Il pozzo, avviato il 10 gennaio 2026, è stato perforato dall’impianto per acque profonde Saipem 12000 a una profondità d’acqua di 667 metri
Eni conferma la scoperta avvenuta in un pozzo esplorativo nell’offshore dell’Angola con stime preliminari di circa 500 milioni di barili di petrolio. È quanto si legge in una nota del colosso dell’energia italiano. La «importante scoperta» è avvenuto nel pozzo Algaita-01 nel blocco 15/06 a circa 18 km dalla FPSO Olombendo (l’unità galleggiante di produzione, stoccaggio e scarico).
Il pozzo, avviato il 10 gennaio 2026, è stato perforato dall’impianto per acque profonde Saipem 12000 a una profondità d’acqua di 667 metri. Il pozzo – riporta il comunicato – ha incontrato arenarie mineralizzate ad olio in diversi intervalli del Miocene superiore, caratterizzate da eccellenti proprietà petrofisiche: «Una campagna completa di acquisizione dati, compreso il campionamento dei fluidi, ha confermato la qualità del giacimento e le caratteristiche dei fluidi».

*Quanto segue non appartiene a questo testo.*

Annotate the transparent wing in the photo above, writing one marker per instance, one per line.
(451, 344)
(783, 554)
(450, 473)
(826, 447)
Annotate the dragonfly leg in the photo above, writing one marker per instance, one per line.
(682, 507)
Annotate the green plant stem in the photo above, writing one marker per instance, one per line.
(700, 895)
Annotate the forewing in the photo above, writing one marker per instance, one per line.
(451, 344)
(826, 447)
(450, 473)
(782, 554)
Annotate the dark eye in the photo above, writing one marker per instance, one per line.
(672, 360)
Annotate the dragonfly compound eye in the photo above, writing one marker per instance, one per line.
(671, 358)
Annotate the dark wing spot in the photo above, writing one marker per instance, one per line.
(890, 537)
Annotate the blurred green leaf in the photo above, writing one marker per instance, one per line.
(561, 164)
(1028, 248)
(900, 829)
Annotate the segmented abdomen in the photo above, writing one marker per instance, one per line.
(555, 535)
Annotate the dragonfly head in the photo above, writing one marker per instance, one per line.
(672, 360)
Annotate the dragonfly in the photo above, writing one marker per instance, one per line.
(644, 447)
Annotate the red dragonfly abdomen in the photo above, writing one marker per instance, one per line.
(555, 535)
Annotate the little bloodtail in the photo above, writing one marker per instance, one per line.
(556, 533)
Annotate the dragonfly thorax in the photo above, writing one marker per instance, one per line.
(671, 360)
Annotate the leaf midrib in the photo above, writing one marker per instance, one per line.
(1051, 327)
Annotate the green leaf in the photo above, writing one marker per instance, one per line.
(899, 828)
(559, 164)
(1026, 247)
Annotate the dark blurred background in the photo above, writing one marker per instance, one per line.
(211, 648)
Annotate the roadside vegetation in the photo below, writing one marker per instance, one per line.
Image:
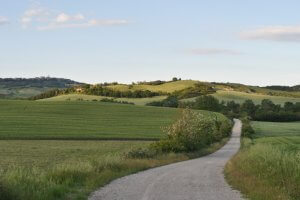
(48, 170)
(268, 164)
(266, 111)
(82, 120)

La presenza di infrastrutture di produzione già esistenti nelle vicinanze «aumenta ulteriormente il valore della scoperta e ne migliora le prospettive di sviluppo». Il blocco 15/06 è gestito da Azule Energy (36,84%), in partnership con SSI (26,32%) e Sonangol E&P (36,84%). Azule Energy è controllata in parti uguali da Eni e bp. «Questo successo conferma ulteriormente la solidità del portafoglio Upstream in Angola» conclude la nota.